Serving Size: 1 glass

Calories per serving: 186

Fat per serving: 0.1g

Saturated fat per serving: 0g

Carbs per serving: 23.3g

Protein per serving: 0.4g

Fiber per serving: 0.8g

Sugar per serving: 18.9g

Sodium per serving: 22mg

Cholesterol per serving: 0mg

Frozen Strawberry Margarita Recipe


  • 10 oz frozen organic strawberries
  • 2 cups water
  • ¼ cup lime juice
  • ¼ cup pure maple or agave syrup
  • 5-6 shots gold tequila
  • Splash of pomegranate juice
  • Sea salt or cane sugar to garnish


  1. Add frozen strawberries and water to a blender. Blend until completely pureed, scraping down the sides as needed.
  2. Next, add lime juice, syrup, and tequila and blend until well combined.
  3. Spread about ¼ cup sea salt or sugar on a plate. Dampen the rim of a glass and dip into the salt or sugar. Pour margaritas in your garnished glasses and enjoy!
  4. Store any leftover margarita in a pitcher in the fridge and stir well before serving.

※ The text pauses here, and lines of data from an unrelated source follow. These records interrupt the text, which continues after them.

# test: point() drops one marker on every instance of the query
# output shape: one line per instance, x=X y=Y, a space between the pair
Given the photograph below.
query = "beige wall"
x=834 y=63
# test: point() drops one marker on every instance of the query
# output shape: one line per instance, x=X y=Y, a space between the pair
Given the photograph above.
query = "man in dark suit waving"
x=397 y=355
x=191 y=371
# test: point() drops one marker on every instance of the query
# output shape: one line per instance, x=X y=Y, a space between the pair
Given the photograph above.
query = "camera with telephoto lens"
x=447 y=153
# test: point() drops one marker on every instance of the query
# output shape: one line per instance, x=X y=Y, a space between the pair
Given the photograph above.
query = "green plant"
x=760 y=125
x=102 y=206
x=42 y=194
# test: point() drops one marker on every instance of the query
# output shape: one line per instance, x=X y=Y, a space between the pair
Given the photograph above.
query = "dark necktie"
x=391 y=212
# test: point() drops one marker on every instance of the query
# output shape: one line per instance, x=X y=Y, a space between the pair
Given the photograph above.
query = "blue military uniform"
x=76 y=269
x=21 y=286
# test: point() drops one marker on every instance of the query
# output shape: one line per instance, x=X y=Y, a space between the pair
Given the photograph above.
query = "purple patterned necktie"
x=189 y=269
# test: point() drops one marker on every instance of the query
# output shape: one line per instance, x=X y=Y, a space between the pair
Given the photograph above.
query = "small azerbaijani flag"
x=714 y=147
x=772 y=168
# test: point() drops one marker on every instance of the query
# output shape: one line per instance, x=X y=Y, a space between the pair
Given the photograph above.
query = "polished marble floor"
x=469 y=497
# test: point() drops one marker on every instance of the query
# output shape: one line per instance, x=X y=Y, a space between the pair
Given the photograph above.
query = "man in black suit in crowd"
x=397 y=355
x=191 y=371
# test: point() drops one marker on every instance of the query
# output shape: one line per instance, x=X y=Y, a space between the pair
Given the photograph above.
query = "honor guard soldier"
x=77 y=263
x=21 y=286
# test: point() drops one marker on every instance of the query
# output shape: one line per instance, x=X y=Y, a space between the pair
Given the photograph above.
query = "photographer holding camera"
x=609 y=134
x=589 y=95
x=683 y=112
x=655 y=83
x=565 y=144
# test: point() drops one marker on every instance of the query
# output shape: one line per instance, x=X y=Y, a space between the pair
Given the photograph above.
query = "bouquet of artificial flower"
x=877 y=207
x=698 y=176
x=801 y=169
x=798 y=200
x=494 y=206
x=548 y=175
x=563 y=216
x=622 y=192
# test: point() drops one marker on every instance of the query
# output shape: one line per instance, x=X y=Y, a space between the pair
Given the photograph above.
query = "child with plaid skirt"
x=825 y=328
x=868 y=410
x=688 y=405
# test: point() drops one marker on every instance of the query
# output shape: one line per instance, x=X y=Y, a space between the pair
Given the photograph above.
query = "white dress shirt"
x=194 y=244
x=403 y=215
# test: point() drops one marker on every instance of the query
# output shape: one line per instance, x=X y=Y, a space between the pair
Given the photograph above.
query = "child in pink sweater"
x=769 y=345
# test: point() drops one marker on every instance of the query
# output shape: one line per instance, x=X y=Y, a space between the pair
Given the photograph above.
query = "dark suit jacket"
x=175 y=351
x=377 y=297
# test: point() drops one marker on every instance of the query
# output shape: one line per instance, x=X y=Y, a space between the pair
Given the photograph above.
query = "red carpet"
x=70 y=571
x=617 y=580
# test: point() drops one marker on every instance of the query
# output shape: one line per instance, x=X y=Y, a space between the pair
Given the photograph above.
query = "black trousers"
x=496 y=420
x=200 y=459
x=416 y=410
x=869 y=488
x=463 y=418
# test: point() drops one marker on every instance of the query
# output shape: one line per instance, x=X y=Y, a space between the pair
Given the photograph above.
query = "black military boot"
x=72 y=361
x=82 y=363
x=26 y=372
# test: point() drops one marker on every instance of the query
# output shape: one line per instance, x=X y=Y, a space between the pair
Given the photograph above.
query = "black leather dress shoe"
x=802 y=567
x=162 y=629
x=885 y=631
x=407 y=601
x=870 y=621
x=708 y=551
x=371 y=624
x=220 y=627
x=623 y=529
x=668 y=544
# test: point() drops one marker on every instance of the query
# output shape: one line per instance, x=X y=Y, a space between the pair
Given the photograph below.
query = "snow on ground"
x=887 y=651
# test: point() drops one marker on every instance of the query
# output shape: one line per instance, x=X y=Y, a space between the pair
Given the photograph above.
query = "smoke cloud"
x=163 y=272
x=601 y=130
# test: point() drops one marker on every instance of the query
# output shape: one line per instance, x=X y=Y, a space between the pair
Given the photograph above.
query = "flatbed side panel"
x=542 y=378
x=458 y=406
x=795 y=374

Related on Organic Authority
Healthy Vegan Sweet Potato Taquitos with Chipotle Mayo
‘Trifecta’ Guacamole Recipe with Fresh Basil, Cilantro, and Parsley
Vegan Nachos with Sweet Potatoes and Tofu Cream

Images via Karissa Bowers

The post The Best Strawberry Margarita Recipe appeared first on Organic Authority.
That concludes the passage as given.